The I–V characteristics suggest another important aspect of the solar cell—it is helpful to think of it as a current source rather than a voltage source like a battery. A battery has a more or less fixed voltage and provides variable amounts of current; but at a given insolation level, the solar cell provides a more or less fixed current over a wide range of voltage.

The maximum voltage of the cell, its open‐circuit voltage Voc, is given by the intercept on the voltage axis and lies in the range 0.5–0.6 V. It does not depend greatly on the insolation. The close relationship between the diode characteristic of the p–n junction and the I–V characteristics in sunlight, illustrated in Figure 2.10(a), means that the open‐circuit voltage is similar to the forward voltage of about 0.6 V at which a silicon diode starts to conduct heavily.

The maximum current from the cell, its short‐circuit current Isc, is given by the intercept on the current axis and is proportional to the strength of the sunlight. Other things being equal, it is also proportional to the cell’s surface area. It represents the full flow of minority carriers generated by the sunlight and successfully “collected” after crossing the p–n junction.

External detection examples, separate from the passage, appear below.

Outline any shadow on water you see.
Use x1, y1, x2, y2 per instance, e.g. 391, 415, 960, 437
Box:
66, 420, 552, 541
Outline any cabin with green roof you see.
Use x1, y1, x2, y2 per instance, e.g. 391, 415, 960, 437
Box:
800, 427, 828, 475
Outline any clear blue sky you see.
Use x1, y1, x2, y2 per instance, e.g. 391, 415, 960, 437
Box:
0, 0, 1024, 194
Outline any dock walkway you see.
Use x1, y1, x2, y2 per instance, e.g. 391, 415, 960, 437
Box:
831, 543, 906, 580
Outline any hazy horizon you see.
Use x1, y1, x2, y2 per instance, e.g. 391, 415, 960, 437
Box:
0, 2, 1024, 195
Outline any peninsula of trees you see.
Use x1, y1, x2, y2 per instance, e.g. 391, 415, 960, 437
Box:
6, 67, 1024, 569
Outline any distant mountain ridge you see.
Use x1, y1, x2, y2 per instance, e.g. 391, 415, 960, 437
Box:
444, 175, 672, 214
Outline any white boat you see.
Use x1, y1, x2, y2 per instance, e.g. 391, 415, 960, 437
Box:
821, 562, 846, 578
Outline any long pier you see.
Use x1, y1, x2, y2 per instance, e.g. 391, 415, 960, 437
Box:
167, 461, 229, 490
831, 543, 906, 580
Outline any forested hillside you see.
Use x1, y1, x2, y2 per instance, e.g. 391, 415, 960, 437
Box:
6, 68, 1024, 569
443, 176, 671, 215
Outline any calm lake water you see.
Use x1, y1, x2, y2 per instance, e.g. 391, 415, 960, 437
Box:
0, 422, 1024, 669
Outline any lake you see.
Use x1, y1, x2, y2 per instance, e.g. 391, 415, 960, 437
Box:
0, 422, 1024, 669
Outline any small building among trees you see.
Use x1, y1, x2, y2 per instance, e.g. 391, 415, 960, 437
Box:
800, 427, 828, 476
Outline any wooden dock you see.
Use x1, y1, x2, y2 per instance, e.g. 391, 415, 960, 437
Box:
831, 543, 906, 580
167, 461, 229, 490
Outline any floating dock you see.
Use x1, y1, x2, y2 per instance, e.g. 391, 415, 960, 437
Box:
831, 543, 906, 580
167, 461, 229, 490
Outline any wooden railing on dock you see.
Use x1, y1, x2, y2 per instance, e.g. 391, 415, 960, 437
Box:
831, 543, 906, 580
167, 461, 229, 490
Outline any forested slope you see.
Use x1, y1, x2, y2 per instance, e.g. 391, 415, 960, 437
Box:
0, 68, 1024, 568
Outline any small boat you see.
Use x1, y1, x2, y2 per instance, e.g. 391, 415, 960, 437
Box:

The aforementioned parameters are further illustrated in Figure 2.11. The blue curve shows a typical I–V characteristic at 1000 W/m2 insolation, labeled with the short‐circuit current, open‐circuit voltage, and MPP. The red curve shows how power output varies with voltage; the maximum value is Pmp = Imp× Vmp. Since the current holds up well over most of the voltage range, it follows that the cell’s output power is roughly proportional to voltage up to the MPP. This emphasizes once again the importance of operating the cell close to the MPP if its power output potential is to be realized.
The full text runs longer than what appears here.